Language barriers are not barriers, just little hurdles, especially when English is widely spoken and someone is available and willing to help. In half an hour we had consumed numerous cups of tea, listed our problems and discussed solutions. It all became clear just how soundly we had landed on our feet. We’d run into not only a bike shop but a motorcycle club and the president of the club himself, Tolga, our translator. The guy who I guess you’d call the boss of the bike shop, Ahmet, is a complete wonder too. Not only does he clearly know motorcycles back to front and inside out but I noticed that he is incredibly attentive to detail.
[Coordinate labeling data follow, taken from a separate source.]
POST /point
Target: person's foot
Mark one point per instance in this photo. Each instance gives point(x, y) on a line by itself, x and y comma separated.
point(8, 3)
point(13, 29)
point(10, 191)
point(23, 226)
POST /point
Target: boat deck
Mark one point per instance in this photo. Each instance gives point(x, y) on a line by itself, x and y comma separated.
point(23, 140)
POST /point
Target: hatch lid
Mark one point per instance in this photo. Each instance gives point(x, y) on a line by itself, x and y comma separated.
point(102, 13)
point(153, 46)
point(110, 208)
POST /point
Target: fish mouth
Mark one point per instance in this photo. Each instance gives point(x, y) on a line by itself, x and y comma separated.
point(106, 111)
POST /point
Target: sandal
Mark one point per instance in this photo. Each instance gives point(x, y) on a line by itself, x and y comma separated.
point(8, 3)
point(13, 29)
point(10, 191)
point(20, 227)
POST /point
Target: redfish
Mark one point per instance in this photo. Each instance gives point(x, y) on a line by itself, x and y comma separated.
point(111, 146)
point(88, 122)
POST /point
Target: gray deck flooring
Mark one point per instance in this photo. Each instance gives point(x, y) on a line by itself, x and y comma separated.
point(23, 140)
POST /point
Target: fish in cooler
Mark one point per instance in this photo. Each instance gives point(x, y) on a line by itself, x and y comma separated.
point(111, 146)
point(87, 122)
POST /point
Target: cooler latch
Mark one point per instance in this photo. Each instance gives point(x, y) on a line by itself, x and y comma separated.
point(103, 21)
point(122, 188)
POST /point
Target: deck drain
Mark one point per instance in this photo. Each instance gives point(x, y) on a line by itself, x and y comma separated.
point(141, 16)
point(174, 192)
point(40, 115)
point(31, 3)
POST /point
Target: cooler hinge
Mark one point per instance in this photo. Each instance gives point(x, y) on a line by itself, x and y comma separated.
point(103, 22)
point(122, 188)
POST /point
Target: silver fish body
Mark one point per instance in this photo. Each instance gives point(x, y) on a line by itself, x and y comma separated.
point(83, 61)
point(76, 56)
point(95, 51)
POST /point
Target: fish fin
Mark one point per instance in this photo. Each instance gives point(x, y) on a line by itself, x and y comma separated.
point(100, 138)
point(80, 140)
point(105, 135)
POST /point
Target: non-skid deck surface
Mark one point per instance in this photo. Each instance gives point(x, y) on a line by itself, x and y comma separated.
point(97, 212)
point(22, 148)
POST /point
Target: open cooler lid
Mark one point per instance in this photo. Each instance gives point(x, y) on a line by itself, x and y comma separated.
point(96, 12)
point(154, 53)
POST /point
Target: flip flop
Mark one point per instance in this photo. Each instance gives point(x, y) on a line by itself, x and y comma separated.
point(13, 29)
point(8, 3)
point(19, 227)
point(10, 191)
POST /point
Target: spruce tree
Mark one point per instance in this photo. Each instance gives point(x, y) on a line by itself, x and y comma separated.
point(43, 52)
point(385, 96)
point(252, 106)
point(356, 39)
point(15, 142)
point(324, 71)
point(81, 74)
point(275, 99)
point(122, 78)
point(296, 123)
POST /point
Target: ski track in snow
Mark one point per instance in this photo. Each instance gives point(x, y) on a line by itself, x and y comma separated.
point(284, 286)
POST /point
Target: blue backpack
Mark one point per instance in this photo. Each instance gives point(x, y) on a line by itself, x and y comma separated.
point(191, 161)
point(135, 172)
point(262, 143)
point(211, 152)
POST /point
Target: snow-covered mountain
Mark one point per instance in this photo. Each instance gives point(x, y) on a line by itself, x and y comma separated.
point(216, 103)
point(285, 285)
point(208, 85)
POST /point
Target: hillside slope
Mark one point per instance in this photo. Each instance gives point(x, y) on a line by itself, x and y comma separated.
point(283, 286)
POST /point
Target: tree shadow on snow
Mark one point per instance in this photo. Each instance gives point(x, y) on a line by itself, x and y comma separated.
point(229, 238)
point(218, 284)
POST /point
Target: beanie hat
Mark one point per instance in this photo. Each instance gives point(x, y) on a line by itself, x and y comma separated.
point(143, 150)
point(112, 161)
The motorcycle club is small and strong – this is why they have the bonsai as their symbol. On Sunday we joined them for their Sunday ride out that turned out to be 250 km on mountain roads. Some of the roads were only wide enough for a single car, cut into cliffs with cliffs to the side and the other side cliffs going downwards forever… And slippery pine needles too. This was after Tolga told me how some friends of his had had an accident that catapulted his friend off the edge of one off these cliffs. The guy survived but sustained pretty horrendous injuries. On this same ride out, some of the guys arrived at the scene of an accident where a car had gone straight off the edge of the mountain and was perched nose first on a gradient of over 45 degrees steep. They found the driver and kept her alive until the ambulance arrived. Thanks to these guys going out of their way to assist at the accident, the woman is now fine. I’m not sure why but the night before I’d been reading about motorcycle accidents on the internet. The fact is that we are vulnerable. A motorbike accident is 10 times more likely to be fatal. All this reminded me how important it is to be careful, keep the bike in good shape and respect my own limitations. In any case, it helped not having luggage as I managed to handle the bike just fine. I don’t think I could have coped with the humiliation of having had to ask someone to help me and lord forbid, have someone ride my bike for me. The only time I felt I could be a girl is when I asked Ahmet to help move my bike when close to the cliff edge in gravel, I think that is fair, being a girl and all.
Bike Shop
We have been here for four days now and have managed to sort out our tyres, my fuel problem, replacing Paul’s break pads, hopefully the GPS connection and found the engine number. There has been a lot of hanging about at the bike shop but it’s been tremendously enjoyable. There seems to be a constant stream of people dropping in to look at bikes, have a chat and cup of tea and get various jobs sorted out. Waiting has never been so much fun.

It is tough having to leave because I’d love to stay but reluctantly I remind myself of Lueder’s very sound counsel: that guests are like fish, after three days they begin to smell. So it’s back on the road for little gippo me.